Morrisons declined to comment on the court’s decision late on Tuesday night, and HMRC officials did not publicly dispute the court’s findings. The case has drawn attention not only for the size of the bill but for its potential implications across the retail sector, where many supermarkets operate hot-food counters and rotisserie sections that can blur lines between hot and cold prepared foods.
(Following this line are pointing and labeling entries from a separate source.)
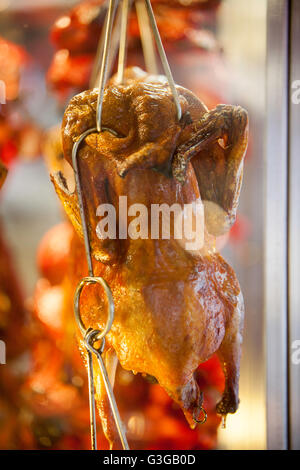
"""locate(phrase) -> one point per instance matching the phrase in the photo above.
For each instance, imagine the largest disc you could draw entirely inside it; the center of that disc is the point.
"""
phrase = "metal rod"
(80, 199)
(109, 390)
(99, 52)
(103, 70)
(126, 4)
(146, 37)
(163, 58)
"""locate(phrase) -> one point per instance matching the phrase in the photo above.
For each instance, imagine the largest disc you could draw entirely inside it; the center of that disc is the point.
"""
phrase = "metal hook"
(90, 339)
(111, 307)
(196, 418)
(90, 335)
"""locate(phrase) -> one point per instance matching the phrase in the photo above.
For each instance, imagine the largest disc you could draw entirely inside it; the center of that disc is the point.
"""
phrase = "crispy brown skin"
(173, 308)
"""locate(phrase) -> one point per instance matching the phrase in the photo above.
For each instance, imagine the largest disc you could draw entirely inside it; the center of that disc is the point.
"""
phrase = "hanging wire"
(126, 5)
(107, 43)
(146, 37)
(103, 70)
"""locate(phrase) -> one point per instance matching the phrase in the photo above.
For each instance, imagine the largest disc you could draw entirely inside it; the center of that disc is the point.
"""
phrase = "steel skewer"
(147, 23)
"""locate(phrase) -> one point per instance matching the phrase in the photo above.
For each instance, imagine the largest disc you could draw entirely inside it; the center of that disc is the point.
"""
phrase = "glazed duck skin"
(173, 308)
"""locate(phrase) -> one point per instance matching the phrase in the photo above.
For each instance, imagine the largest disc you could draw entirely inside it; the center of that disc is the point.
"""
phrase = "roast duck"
(174, 307)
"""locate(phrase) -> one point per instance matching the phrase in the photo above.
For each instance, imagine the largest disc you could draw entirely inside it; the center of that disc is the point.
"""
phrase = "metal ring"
(111, 307)
(196, 419)
(90, 338)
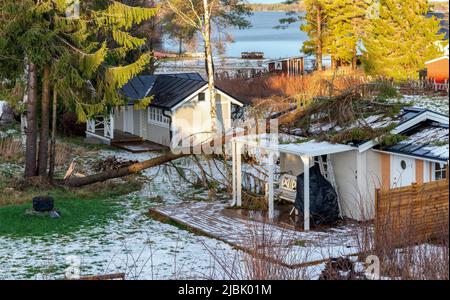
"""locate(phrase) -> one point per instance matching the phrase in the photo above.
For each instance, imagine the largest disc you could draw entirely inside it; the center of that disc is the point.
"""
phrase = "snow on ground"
(132, 243)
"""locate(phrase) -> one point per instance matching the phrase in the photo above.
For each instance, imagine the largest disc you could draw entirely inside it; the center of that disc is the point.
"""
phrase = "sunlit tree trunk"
(209, 64)
(51, 170)
(319, 38)
(31, 127)
(44, 126)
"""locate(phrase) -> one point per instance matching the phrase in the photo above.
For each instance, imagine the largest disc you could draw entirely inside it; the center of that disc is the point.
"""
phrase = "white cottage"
(357, 170)
(180, 108)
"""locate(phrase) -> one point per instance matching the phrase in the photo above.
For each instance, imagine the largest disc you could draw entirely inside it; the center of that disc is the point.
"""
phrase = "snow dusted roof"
(374, 121)
(292, 145)
(429, 141)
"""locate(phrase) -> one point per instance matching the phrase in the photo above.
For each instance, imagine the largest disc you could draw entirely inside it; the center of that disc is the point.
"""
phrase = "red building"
(438, 69)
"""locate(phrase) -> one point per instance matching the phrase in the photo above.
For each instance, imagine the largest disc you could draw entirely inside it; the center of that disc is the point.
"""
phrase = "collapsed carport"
(269, 145)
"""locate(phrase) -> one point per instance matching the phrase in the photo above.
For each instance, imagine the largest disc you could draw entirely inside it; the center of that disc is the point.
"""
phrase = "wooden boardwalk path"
(276, 243)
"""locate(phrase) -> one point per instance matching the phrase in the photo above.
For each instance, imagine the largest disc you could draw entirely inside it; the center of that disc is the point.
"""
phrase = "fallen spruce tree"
(137, 167)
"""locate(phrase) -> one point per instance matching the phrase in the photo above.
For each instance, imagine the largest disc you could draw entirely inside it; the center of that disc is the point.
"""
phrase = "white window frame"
(156, 117)
(442, 171)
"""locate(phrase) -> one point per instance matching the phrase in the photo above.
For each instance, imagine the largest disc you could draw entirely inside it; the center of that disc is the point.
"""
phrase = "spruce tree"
(316, 27)
(399, 41)
(86, 55)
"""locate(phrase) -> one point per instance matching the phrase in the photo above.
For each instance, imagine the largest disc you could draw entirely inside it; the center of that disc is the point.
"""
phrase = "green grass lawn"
(81, 208)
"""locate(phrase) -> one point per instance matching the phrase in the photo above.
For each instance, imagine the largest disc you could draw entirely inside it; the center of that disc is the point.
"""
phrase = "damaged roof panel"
(429, 140)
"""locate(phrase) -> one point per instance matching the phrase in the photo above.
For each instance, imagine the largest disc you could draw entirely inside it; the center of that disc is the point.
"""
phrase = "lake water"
(263, 37)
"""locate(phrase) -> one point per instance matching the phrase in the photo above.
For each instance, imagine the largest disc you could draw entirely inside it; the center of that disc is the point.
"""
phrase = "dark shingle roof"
(427, 140)
(167, 89)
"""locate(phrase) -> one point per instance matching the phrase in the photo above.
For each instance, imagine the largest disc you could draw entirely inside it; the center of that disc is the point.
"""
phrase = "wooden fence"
(412, 214)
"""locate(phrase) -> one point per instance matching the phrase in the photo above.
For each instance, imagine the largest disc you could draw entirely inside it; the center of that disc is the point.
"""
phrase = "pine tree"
(316, 27)
(400, 40)
(346, 20)
(86, 56)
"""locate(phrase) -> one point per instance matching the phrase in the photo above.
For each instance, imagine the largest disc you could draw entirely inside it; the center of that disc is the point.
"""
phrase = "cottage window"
(324, 160)
(156, 116)
(440, 171)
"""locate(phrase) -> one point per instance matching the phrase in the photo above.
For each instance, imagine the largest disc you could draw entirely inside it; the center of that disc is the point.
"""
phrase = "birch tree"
(201, 14)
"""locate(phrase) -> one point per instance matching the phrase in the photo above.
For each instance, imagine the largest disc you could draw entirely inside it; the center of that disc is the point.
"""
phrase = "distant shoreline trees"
(396, 37)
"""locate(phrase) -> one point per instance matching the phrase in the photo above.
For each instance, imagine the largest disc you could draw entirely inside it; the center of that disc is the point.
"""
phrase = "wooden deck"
(132, 143)
(121, 137)
(271, 241)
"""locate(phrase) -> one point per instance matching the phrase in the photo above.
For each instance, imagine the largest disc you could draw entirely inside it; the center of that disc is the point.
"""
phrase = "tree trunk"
(180, 46)
(319, 39)
(43, 134)
(135, 168)
(51, 170)
(355, 59)
(333, 64)
(209, 64)
(31, 129)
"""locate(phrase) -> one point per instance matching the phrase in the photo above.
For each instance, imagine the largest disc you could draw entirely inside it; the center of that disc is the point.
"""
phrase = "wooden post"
(271, 184)
(306, 214)
(238, 175)
(233, 155)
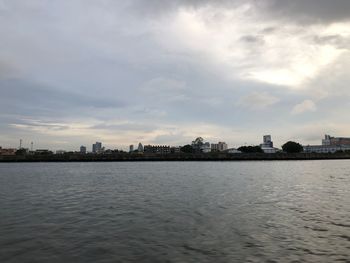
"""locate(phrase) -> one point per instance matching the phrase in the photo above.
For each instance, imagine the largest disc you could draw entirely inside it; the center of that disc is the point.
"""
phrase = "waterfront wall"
(171, 157)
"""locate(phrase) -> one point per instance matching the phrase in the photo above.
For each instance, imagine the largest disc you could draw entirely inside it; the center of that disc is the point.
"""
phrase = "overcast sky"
(73, 72)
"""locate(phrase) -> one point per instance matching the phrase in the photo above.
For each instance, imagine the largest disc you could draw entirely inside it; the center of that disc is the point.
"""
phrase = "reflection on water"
(175, 212)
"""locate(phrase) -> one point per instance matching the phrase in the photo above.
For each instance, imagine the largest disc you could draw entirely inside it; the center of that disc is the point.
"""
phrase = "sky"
(73, 72)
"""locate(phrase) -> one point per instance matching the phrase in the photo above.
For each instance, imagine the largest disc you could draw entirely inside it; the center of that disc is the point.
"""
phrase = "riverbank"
(126, 157)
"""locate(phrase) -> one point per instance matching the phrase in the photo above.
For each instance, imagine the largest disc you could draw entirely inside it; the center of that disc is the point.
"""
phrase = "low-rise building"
(267, 145)
(218, 147)
(97, 147)
(233, 151)
(329, 145)
(158, 149)
(325, 148)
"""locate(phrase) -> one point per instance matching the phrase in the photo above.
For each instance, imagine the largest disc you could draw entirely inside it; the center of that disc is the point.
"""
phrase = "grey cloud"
(334, 40)
(309, 11)
(297, 11)
(251, 39)
(144, 127)
(29, 98)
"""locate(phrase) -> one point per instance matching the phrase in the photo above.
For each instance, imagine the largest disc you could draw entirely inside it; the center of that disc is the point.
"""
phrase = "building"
(140, 148)
(158, 149)
(325, 148)
(218, 147)
(267, 145)
(82, 149)
(329, 145)
(335, 141)
(97, 147)
(7, 152)
(175, 149)
(233, 151)
(43, 152)
(205, 148)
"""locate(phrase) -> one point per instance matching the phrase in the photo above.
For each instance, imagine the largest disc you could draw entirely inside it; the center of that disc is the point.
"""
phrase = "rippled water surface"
(175, 212)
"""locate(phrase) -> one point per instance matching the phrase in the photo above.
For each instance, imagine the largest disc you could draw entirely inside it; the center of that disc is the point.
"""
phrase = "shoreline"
(125, 157)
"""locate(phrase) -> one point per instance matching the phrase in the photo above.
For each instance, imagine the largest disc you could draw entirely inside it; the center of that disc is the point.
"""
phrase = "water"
(175, 212)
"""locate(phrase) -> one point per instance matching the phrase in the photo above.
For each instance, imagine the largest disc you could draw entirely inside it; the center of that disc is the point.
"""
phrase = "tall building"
(97, 147)
(267, 142)
(267, 145)
(159, 149)
(140, 148)
(82, 149)
(219, 147)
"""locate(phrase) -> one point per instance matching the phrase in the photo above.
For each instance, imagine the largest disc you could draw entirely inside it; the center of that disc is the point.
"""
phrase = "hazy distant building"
(140, 148)
(329, 145)
(175, 149)
(82, 149)
(335, 141)
(233, 150)
(158, 149)
(9, 151)
(218, 147)
(97, 147)
(267, 145)
(205, 148)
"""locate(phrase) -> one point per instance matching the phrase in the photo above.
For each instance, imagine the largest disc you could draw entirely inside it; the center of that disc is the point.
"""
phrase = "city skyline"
(79, 72)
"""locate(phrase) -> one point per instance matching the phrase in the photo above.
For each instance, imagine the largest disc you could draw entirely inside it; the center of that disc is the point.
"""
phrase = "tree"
(250, 149)
(187, 149)
(292, 147)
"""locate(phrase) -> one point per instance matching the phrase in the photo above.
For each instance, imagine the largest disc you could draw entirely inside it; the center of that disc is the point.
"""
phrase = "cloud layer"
(73, 72)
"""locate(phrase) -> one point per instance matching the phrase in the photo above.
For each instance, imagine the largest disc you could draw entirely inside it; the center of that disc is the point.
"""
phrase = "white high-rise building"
(97, 147)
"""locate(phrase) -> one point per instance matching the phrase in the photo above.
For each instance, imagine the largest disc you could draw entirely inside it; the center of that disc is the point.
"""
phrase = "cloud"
(305, 106)
(154, 71)
(258, 100)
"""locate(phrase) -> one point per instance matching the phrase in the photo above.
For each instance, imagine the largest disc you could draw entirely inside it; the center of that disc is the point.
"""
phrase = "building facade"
(97, 147)
(7, 152)
(82, 149)
(267, 145)
(329, 145)
(158, 149)
(335, 141)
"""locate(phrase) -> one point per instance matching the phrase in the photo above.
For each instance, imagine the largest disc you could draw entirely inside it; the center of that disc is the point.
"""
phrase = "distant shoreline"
(126, 157)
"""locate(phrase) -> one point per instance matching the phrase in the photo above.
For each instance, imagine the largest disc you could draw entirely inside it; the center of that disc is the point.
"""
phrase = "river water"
(276, 211)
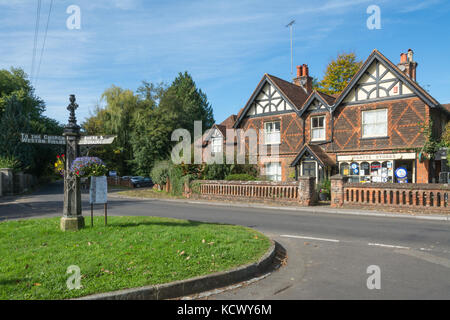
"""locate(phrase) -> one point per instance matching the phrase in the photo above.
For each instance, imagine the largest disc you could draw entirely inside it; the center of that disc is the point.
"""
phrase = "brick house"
(372, 131)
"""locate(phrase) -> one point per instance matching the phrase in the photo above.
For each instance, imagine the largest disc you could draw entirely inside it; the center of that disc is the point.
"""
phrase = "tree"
(446, 136)
(339, 72)
(21, 111)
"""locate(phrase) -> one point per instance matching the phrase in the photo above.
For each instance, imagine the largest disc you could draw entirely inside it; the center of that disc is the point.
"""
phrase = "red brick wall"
(404, 126)
(291, 138)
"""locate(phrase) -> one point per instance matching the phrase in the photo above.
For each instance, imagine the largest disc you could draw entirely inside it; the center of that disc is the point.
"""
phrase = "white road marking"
(309, 238)
(388, 246)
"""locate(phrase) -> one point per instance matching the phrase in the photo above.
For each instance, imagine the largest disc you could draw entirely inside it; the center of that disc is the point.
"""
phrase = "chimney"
(408, 65)
(303, 79)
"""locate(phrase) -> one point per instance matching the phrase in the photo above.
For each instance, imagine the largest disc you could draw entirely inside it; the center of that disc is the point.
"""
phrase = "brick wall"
(303, 192)
(392, 195)
(404, 126)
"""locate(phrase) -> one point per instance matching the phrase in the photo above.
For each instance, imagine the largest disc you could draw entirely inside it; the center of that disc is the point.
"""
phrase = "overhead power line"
(36, 32)
(43, 44)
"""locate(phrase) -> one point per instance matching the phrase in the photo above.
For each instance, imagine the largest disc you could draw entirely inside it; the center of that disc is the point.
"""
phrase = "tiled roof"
(229, 122)
(321, 154)
(328, 98)
(294, 93)
(446, 107)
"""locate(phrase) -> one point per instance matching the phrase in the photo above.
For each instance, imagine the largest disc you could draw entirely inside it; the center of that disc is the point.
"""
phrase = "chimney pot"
(403, 58)
(305, 70)
(299, 71)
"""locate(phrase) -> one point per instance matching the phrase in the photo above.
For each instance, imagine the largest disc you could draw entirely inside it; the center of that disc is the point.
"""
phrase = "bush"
(240, 177)
(9, 163)
(160, 172)
(88, 167)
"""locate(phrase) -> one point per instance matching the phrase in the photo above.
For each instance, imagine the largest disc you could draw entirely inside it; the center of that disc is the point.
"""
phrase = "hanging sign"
(96, 140)
(42, 139)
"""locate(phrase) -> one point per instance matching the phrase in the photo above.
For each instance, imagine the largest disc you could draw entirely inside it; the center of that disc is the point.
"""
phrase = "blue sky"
(227, 46)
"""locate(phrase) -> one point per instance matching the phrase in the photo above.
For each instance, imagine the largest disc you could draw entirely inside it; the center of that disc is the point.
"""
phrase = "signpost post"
(72, 218)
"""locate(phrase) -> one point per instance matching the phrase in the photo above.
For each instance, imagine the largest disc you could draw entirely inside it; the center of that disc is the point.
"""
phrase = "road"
(328, 254)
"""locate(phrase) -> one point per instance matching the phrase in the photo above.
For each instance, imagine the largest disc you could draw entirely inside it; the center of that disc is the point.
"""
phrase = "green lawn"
(130, 252)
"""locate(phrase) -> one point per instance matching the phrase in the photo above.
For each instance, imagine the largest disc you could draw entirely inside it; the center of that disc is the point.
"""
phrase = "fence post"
(337, 190)
(306, 190)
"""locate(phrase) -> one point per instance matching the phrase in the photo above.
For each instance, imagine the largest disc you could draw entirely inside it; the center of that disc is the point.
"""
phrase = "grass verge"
(130, 252)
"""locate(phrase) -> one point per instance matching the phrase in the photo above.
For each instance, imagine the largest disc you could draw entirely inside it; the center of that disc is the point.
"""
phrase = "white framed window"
(318, 128)
(273, 171)
(374, 123)
(272, 132)
(217, 144)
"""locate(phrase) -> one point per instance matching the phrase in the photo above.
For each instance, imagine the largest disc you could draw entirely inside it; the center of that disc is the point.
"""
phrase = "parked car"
(139, 182)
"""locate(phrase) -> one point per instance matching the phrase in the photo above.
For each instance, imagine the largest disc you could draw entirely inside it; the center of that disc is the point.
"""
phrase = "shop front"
(378, 168)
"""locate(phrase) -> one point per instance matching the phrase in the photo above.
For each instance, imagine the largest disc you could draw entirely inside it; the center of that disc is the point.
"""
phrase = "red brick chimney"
(408, 65)
(303, 79)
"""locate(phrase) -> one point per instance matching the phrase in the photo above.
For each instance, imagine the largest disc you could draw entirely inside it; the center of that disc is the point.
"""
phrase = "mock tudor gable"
(273, 96)
(377, 80)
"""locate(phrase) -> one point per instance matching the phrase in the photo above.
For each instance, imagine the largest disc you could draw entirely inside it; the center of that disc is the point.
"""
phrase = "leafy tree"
(144, 122)
(21, 111)
(339, 72)
(446, 136)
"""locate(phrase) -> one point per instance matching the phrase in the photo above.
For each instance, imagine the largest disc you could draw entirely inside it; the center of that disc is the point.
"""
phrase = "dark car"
(139, 182)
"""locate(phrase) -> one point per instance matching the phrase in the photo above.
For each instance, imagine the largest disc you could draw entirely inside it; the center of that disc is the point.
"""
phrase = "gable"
(378, 81)
(317, 105)
(268, 100)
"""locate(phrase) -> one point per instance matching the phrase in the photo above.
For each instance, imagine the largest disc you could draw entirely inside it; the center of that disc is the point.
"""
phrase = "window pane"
(277, 126)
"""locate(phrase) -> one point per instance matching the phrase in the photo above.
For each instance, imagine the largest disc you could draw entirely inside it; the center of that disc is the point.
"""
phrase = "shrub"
(10, 163)
(88, 166)
(240, 177)
(160, 172)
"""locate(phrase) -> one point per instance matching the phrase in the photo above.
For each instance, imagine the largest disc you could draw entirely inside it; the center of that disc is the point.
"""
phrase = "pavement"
(329, 255)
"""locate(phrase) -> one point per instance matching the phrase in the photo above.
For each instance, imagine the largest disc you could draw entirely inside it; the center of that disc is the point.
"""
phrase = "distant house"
(367, 132)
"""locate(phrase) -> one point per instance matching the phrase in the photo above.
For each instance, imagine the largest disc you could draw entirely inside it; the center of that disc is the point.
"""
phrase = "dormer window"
(217, 144)
(318, 128)
(272, 132)
(374, 123)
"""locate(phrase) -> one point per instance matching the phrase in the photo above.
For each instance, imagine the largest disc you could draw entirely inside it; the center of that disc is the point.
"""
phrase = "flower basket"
(88, 167)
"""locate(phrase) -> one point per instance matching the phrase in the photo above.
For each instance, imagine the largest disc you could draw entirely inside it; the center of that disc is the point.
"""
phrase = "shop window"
(365, 172)
(273, 171)
(354, 172)
(375, 171)
(374, 123)
(344, 169)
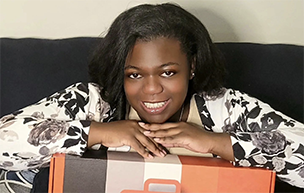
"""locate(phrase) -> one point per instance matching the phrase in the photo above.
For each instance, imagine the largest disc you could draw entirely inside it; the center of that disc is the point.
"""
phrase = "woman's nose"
(152, 86)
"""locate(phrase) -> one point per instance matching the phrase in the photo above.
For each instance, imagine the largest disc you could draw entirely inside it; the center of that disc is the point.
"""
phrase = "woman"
(156, 83)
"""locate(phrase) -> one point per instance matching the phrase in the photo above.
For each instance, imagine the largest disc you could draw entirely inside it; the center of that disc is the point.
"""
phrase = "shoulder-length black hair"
(146, 22)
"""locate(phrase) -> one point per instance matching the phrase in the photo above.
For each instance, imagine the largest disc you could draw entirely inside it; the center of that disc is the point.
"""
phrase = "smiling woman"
(157, 78)
(156, 82)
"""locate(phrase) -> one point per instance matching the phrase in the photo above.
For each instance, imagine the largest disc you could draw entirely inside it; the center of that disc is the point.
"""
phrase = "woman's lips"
(155, 107)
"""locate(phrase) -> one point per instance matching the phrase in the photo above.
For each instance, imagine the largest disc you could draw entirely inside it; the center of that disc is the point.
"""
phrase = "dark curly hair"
(147, 22)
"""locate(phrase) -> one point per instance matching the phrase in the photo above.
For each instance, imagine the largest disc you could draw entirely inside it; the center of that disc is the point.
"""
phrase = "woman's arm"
(59, 123)
(263, 137)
Traders argue that classifications can hinge on nuance—such as labeling, packaging, and how quickly items cool after leaving heat retention equipment—and that such distinctions should be clear to minimize tax disputes. The decision therefore has the potential to influence how other retailers label and market ready-to-eat items, and how HMRC enforces VAT on those items in the future.
Beyond the immediate financial impact on Morrisons, the ruling reinforces ongoing questions about the boundaries of the so-called pasty tax era and how it continues to shape VAT treatment for everyday food items sold in supermarkets and other venues. The government’s earlier backtracking on certain hot-food exemptions created a regulatory environment in which retailers must carefully manage labeling and temperature data to avoid adverse VAT outcomes. The High Court’s decision does not redefine the policy in a broad sense, but it does reaffirm that substances and practices used to keep products hot at the point of sale can be determinative in whether VAT at the hot-food rate applies.
For Morrisons, the £17 million bill adds a material line item to an otherwise steady financial picture in a highly competitive grocery market. It also serves as a reminder that tax classifications for ubiquitous consumer items—such as a rotisserie chicken—can hinge on seemingly small details about how a product is presented and how long it remains above room temperature after purchase. Retailers may review their own labeling, packaging, and storage practices in light of the court’s reasoning, particularly for products that are marketed as hot at the point of sale but consumed after sitting in consumer homes.
The decision comes amid broader discussions about how VAT rules interact with evolving consumer shopping patterns, including increased demand for ready-to-eat meals and at-store dining options. While the ruling applies specifically to Morrisons, it signals to the market that the tax treatment of prepared foods remains a live issue for retailers with hot-food counters. As HMRC continues its compliance activities, supermarkets and other food sellers may re-examine their product labels and temperature controls to ensure that their classifications align with tax rules and avoid unexpected liabilities in the future.